Search code examples
unicodecharacter-encodingschemechez-schemer6rs

Encode "ä", "ö", "ü" and "ß" in scheme (get german text from file)


I'm new to scheme and try to build a simple application in scheme. I want to use simple text files as a database, so the program basically load text from a file, do something with it and save the result to a (possibly different) file. My problem is, that the text I'm working with, is in german, so i need the "latin-1-symbols" Ä/ä, Ö/ö, Ü/ü and ß. I am using chez scheme and i read about the transcoders (R6RS), but i can't get it working.

Could someone please give me a simple example, how to get (input-port) and save (output-port) text in latin-1-codec in chez scheme?

Thank you very much.

With the information provided by R6RS, R6RS-lib and the Chez-User-Guide I couldn't solve the problem. On the Internet I couldn't find any further explanation. If someone know a good source for learning material, I would appreciate it.


Solution

  • With strict R6RS, you have to use the 4-argument version of open-file-input-port/open-file-output-port with a transcoder returned by (make-transcoder (latin-1-codec)) to get a textual input port that converts from ISO-8859-1. Unfortunately, there's no version of call-with-input-file, with-input-from-file, etc. that lets you specify a transcoder, so you have to remember to close the returned port manually. Chez has a current-transcoder parameter that can used to change the default one, allowing you to use those functions, though.

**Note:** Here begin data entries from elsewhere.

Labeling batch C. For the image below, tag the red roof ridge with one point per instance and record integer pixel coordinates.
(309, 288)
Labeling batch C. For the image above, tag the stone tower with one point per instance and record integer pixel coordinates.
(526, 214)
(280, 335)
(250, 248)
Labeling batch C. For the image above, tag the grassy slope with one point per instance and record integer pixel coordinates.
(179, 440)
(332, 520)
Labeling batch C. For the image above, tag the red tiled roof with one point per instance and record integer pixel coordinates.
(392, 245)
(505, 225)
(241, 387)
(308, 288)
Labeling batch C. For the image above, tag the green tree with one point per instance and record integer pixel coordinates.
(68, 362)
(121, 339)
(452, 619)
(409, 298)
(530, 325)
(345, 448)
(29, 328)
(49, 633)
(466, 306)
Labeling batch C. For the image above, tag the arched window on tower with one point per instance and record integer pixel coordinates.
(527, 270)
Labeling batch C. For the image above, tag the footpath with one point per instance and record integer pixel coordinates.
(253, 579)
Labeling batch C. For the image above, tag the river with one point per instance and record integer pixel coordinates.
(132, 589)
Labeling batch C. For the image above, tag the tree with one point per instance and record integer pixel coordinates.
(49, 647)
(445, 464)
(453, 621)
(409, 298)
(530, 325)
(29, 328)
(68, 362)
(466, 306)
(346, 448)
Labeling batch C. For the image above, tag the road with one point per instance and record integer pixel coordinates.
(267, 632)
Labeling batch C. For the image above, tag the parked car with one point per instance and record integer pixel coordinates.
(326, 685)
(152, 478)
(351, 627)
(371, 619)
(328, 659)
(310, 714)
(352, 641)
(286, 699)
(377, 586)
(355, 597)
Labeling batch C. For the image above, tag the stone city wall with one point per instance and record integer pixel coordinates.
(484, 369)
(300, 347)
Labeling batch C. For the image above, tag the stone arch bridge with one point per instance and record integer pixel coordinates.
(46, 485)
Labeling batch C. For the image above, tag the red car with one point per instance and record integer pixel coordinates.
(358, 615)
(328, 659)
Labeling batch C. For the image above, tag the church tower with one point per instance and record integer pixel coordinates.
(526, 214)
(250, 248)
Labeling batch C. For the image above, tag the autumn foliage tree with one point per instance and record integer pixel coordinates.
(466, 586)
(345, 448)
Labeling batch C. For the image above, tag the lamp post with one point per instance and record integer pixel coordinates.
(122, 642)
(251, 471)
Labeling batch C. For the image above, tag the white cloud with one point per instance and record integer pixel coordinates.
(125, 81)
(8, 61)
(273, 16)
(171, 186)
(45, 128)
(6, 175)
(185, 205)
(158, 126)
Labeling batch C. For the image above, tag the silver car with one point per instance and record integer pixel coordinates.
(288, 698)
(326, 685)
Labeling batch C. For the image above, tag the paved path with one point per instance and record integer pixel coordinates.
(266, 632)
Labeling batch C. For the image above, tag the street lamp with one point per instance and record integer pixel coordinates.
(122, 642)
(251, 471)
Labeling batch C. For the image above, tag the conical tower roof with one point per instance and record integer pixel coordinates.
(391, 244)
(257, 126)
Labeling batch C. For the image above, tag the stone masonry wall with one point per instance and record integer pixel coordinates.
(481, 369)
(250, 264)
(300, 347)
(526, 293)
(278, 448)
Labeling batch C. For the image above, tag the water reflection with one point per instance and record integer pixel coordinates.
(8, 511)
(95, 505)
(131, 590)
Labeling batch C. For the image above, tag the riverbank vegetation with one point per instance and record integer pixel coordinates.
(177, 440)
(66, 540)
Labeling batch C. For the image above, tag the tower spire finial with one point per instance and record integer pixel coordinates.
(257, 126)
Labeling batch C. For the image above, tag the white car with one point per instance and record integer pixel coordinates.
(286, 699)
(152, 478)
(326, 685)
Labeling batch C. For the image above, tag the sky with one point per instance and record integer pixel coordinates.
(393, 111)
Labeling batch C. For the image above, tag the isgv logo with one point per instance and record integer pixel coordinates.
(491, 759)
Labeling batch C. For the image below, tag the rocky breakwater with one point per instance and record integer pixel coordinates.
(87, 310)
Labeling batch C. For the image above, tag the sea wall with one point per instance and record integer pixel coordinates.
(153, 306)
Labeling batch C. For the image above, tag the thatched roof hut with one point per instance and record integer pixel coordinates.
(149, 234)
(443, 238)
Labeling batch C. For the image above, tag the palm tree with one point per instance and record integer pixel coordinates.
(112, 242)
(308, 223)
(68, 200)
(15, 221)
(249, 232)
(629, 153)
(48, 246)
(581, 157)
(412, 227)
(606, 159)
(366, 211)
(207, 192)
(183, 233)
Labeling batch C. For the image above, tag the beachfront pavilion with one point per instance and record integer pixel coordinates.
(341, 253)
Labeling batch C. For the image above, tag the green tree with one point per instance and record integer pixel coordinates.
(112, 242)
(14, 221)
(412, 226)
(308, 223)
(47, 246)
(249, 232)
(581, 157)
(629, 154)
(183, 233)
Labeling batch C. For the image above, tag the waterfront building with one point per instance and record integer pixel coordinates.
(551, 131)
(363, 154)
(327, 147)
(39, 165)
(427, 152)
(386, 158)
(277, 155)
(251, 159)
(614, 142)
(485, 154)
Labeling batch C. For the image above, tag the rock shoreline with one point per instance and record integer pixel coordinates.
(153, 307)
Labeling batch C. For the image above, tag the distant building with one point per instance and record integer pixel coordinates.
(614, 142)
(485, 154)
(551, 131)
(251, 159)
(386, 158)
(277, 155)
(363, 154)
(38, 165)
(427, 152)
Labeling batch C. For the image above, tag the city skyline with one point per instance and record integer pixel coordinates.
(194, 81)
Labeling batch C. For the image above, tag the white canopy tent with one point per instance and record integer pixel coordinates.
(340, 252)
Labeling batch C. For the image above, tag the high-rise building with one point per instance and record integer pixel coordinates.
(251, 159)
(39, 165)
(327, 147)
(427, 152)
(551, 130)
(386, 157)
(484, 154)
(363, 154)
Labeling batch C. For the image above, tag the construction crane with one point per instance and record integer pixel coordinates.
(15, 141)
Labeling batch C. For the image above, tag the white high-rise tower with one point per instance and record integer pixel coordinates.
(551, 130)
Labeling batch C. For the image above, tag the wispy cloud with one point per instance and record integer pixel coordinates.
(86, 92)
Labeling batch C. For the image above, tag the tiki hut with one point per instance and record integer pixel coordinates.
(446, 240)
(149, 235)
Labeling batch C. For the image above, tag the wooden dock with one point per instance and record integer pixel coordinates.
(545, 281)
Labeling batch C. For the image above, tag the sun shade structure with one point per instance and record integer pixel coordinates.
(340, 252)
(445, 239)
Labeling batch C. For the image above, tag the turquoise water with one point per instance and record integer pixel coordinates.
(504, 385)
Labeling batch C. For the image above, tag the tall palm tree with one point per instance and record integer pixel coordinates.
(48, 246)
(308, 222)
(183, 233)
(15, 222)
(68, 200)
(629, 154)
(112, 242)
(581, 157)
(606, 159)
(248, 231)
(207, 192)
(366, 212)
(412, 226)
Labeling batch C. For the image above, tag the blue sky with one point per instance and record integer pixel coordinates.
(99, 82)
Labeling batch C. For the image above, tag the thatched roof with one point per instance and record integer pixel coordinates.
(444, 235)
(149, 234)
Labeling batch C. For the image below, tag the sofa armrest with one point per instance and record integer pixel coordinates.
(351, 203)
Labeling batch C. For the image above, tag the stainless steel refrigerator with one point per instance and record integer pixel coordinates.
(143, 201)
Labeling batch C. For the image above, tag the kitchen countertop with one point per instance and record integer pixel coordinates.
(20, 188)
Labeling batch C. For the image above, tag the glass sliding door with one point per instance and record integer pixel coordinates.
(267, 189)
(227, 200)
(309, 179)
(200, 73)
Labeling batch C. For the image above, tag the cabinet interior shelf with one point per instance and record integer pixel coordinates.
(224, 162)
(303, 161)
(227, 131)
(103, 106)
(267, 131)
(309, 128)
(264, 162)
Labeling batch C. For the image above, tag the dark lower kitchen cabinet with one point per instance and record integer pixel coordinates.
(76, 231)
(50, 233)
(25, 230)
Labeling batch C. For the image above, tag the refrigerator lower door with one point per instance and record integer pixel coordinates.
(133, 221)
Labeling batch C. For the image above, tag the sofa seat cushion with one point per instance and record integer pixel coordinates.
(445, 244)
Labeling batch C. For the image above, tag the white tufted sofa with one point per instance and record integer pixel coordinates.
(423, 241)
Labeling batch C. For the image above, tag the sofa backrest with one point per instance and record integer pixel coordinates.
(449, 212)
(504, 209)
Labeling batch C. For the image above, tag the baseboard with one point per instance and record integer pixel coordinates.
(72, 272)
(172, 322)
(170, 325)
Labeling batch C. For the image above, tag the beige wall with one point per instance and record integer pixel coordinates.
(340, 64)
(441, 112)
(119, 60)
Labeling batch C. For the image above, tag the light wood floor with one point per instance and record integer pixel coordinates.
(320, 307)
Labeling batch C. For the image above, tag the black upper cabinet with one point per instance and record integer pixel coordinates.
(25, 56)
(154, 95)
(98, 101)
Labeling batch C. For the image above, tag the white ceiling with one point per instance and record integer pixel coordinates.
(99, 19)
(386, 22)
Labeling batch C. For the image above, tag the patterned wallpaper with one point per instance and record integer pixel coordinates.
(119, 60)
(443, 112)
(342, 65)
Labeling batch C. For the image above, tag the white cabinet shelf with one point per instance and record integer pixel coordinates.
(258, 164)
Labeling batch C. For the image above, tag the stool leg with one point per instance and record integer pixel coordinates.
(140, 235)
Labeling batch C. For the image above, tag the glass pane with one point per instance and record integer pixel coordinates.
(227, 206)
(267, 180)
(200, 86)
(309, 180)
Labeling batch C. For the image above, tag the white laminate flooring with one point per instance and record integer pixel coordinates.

    Examples for input (The same concepts apply for output):

    #!r6rs
    
    (import (rnrs base)
            (rnrs io simple)
            (rnrs io ports)
            (only (chezscheme) current-transcoder parameterize))
    
    (define filename "sample.txt") ; A file with Latin-1 text
    
    ;; Read one line from a port and echo it to current-output-port
    (define (echo-line p)
      (display (get-line p))
      (newline))
    
    ;;; R6RS
    (define p (open-file-input-port filename
                                    (file-options)
                                    (buffer-mode block)
                                    (make-transcoder (latin-1-codec))))
    (echo-line p)
    (close-port p)
    
    ;;; Chez specific
    (parameterize ((current-transcoder (make-transcoder (latin-1-codec))))
      (call-with-input-file filename echo-line))